がっちゃん、がちゃがちゃ、がーちゃっちゃっちゃちゃちゃちゃちゃ!!!


『うわああっひ、引き込まれ…!』
『カッちゃん、あぶない!!く、っそー!許さない!』
『闇の力を秘めし(省略)レリーズ!!風よ、空へその咆哮を轟かせよ』
『ミツル、手加減してよ!』
『加減して何とかなるもんか。タイミングは一瞬だぞ』
『わかってる…!』
『水が引いた、今だワタル!』
『常闇の鏡…幻界へ戻れぇ!』
『…ぁぁぁあぁ、あ?あれ?ミタニィ!?』
『カッちゃん!よかった、無事だぁ!』
『今の、またまた超常現象!?す、すっげぇえええー!』


 三谷家のテレビ画面に映る宮原撮影の映像が、ピピと小さな電子音で静止した。

「いいなー!アヤもみたかったなー!」
「大変だったんだぞ…」
「学校のプールでこんなことがあるなんて」

 数日前からおかしいという話は聞いていた。プールの底に何故か冷たい水が溜まっていて、足が攣る児童が後を絶たないと。
 5年生のプールの時間に、それは爆発したのだった。飛沫を上げて数名に襲い掛かり、カッちゃんを水の中に引き摺り込んだ…。
 不思議なことに、常闇の鏡と真実の鏡が現れるときには、他の人間の姿が掻き消えたように見えなくなる。
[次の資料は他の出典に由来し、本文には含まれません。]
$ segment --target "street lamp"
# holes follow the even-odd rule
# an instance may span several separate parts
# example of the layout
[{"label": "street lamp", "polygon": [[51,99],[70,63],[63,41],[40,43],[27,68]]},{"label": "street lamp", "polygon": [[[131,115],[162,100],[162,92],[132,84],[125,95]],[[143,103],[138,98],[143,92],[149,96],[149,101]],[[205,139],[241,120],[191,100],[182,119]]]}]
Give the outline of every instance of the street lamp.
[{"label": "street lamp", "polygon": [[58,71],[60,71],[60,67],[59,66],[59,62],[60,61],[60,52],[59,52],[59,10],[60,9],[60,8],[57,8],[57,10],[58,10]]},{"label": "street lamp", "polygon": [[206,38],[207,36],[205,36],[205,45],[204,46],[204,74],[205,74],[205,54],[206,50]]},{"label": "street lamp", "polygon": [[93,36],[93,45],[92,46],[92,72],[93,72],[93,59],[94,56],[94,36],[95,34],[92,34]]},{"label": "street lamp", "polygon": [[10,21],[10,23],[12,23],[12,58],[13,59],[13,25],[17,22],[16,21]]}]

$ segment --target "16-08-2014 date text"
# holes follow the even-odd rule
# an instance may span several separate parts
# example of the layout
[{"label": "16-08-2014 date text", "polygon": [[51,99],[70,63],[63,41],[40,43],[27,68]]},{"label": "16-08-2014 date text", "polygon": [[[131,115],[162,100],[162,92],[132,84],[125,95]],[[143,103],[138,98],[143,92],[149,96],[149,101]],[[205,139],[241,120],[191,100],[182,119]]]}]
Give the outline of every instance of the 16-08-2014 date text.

「ああ、それは結界やな。幻界の力が漏れとるからやろ」

 ジョゾが宮原が作ったソースたこせん(解かります??>all)をばりばり頬張りながら説明する。すっかり三谷家に溶け込んでしまったジョゾ。亘の母、邦子など「マンションの管理組合に知られないように気をつけなくちゃ」なんてすっかりペット扱いである。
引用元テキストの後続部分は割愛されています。